L&A Interval House workers grieve terminations, demand arbitration

Unifor is outraged after members returned to work following a nearly six-month-long strike at Napanee’s Lennox and Addington Interval House, only to be terminated.

Striking shelter workers at the Lennox and Addington Interval House (LAIH) accepted and unanimously ratified the employer’s most recent offer on March 29, 2022, ending their five-month-long strike.

100s of adult supporters and children joined their moms, grandmas, aunts, sisters and friends on the picket line in February as a show of support after 100 days on strike. Photo by Michelle Dorey Forestell.
Hundreds of adult supporters and children joined their moms, grandmas, aunts, sisters, and friends on the picket line in February 2022 as a show of support after LAIH workers marked 100 days on strike. Photo by Michelle Dorey Forestell.

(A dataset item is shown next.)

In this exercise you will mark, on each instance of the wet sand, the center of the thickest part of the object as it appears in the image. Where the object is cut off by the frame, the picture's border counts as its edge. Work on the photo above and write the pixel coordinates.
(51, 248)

“The women of LAIH went on strike to improve their working conditions and the services that they deliver. To be met with these unfair and unjustified terminations upon return to work is shameful behaviour from an employer that claims to espouse equity and justice,” said Katha Fortier, Unifor Assistant to the National President.

Instead of receiving schedules to start working again, more than half of the Unifor Local 414 bargaining unit members at LAIH have already been terminated from their jobs at the shelter. The shelter’s Executive Director, Sue Weir, called for disciplinary meetings and immediately terminated the now six full-time shelter staff who were seeking to return to work. 

Unpredictable and unfair terminations and fair union representation in disciplinary processes were one of the main priorities in the recently concluded negotiations, which dragged on for more than a year.

“This is unbelievable behaviour of Sue Weir,” stated Mike Armstrong, the servicing representative (consultant) for Local 414. “You know, this is why the membership went out on strike, it was about language issues in the contract and about fair treatment in the workplace. This is just pure anti-union animus. Incredible. Incredible.”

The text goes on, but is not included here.